A questão central que envolve o mistério da Trindade, entretanto, é preservada. Elousia, Jesus e Sarayu, apesar de pessoas distintas, são apresentados como sendo um só Deus. Além disso, o aspecto relacional da Trindade, tão importante para explicar a natureza do amor de Deus pela humanidade, também é bastante ressaltado, assim como a coexistência das duas naturezas, humana e divina, na pessoa de Cristo. “Sou totalmente Deus, mas sou humano até o âmago.” (p. 103).
Como pontos duvidosos, que não chegam a ser negativos, justamente pela falta de rigor teológico proposto pela obra, podem ser apontados a possível sugestão de um universalismo e, talvez, um escorregão pelo panteísmo ou panenteísmo. Jesus inicialmente é apresentado não como o único caminho que leva ao Pai, como na Revelação, mas como o melhor caminho. “Eu sou o melhor modo que qualquer humano pode ter de se relacionar com Papai ou com Sarayu.” (p. 101). Posteriormente, entretanto, aparece uma possível explicação. Ou não. Fica a dúvida.

“Os que me amam estão em todos os sistemas que existem. São budistas ou mórmons, batistas ou muçulmanos, democratas, republicanos e muitos que não votam nem fazem parte de qualquer instituição religiosa. Tenho seguidores que foram assassinos e muitos que eram hipócritas. Há banqueiros, jogadores, americanos e iraquianos, judeus e palestinos. Não tenho desejo de torná-los cristãos, mas quero me juntar a eles em seu processo para se transformarem em filhos e filhas do Papai, em irmãos e irmãs, em meus amados. [...] A maioria das estradas não leva a lugar nenhum. O que isso significa é que eu viajarei por qualquer estrada para encontrar vocês” (p. 169).

Em outra parte, há a seguinte afirmação: “Deus, que é a base de todo o ser, mora dentro, em volta e através de todas as coisas, e emerge em última instância como o real. Qualquer aparência que mascare essa verdade está destinada a cair.” (p. 102). Aqui, portanto, também permanece a dúvida se é de fato uma declaração panenteísta ou apenas a falta do rigor teológico característica desse tipo de literatura.

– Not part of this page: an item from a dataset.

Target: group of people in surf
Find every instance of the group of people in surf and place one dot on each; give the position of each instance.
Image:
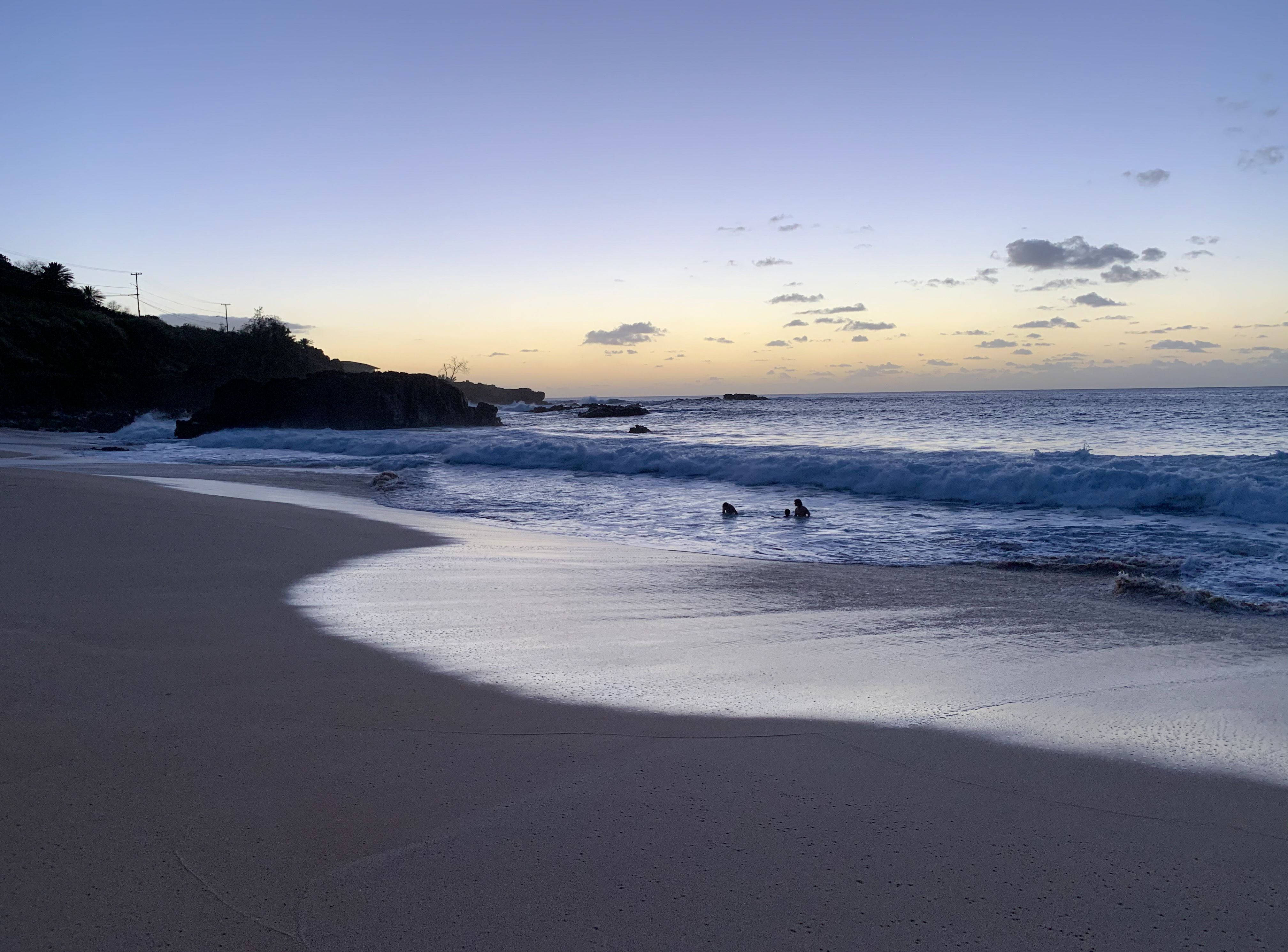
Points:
(801, 512)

A obra aborda ainda, além das questões já citadas, o problema do mal e a questão referente à liberdade humana e soberania divina. No primeiro caso, o autor segue o pensamento de Agostinho de Hipona, apresentando o mal não como uma estrutura ontológica, mas como ausência do bem. No segundo, o autor, assim como a própria Bíblia, não procura apresentar uma resposta à questão, mas, simplesmente, afirma tanto a liberdade humana quanto a soberania de Deus como processos indiscerníveis que não podem ser entendidos de forma separada.
De uma forma geral, o livro vale muito a pena. As pesadas críticas que recebeu por setores mais conservadores da igreja, tanto na tradição católica quanto na protestante, revelam muito mais o medo diante de um período de transição e incertezas, características da pós-modernidade, do que uma crítica bem sustentada em argumentos sólidos. De qualquer forma, e isso deve ficar claro, A Cabana continuará sendo somente uma obra de ficção.